Further, the constant-temperature medium may be water, mineral oil, or other cooling medium such as ethanol and propylene glycol.

A second aspect of embodiments of the present disclosure provides a continuous-flow magnetic field-assisted fermentation and catalytic synthesis method, including:

• • providing the continuous-flow magnetic field-assisted fermentation and catalytic synthesis device;
  • enabling sample medium in a sample container to pass through a sample tube in continuous-flow state;
  • enabling a magnetic field assembly to generate a magnetic field inside the sample tube, wherein an included angle θ between a direction of the magnetic field line generated by the magnetic field assembly and either an axial direction of the sample tube passing through each of the magnetic field assemblies or a flowing direction of the sample medium in the sample tube ranges from 0° to 90°, for example, θ may be 0°, 10°, 15°, 20°, 23°, 32°, 45°, 60°, 75°, 90° and the like; and
  • enabling a constant-temperature unit to maintain temperatures of the magnetic field assembly and the sample medium in the sample tube.

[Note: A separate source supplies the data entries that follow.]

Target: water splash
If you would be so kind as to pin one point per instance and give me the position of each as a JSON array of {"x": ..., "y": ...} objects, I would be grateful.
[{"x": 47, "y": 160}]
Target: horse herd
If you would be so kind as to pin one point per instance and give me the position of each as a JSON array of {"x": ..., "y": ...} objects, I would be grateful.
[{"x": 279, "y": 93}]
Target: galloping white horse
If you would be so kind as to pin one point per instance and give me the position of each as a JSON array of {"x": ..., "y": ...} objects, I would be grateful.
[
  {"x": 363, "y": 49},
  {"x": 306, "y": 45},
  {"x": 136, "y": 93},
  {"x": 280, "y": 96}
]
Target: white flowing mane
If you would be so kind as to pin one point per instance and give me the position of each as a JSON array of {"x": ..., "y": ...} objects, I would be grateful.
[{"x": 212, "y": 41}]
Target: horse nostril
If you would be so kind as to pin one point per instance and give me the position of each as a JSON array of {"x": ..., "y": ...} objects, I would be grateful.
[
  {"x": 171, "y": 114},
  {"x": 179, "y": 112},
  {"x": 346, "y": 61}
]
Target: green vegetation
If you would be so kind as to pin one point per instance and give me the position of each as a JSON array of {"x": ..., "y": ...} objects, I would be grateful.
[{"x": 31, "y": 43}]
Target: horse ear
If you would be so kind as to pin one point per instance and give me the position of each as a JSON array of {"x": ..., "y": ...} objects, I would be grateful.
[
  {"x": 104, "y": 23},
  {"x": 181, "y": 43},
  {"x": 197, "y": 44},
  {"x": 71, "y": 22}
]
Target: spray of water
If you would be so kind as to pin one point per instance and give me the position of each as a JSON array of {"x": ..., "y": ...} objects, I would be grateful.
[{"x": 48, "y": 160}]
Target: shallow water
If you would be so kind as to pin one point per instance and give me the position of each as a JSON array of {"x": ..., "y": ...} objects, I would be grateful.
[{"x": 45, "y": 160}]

Further, the magnetic field is an alternating magnetic field or a static magnetic field, the alternating magnetic field has a magnetic field strength ranging from 0.1 mT to 500 mT and a frequency ranging from 0.1 Hz to 100 kHz. The static magnetic field has a magnetic field strength ranging from 0.1 mT to 600 mT.

Further, the flow rate of the sample medium in the sample tubes is 5 mL/h to 1000 L/h.

Further, the temperatures of the magnetic field assembly and the constant-temperature medium are maintained at −40° C. to 150° C., for example, may be −40° C., −30° C., −22° C., −10° C., 0° C., 15° C., 25° C., 55° C., 80° C., 100° C., 150° C., etc.

Further, the constant-temperature medium and the sample medium are delivered by a pump to flow, and the pump may be a centrifugal pump, a constant-flux pump, a screw pump, or a peristaltic pump, etc.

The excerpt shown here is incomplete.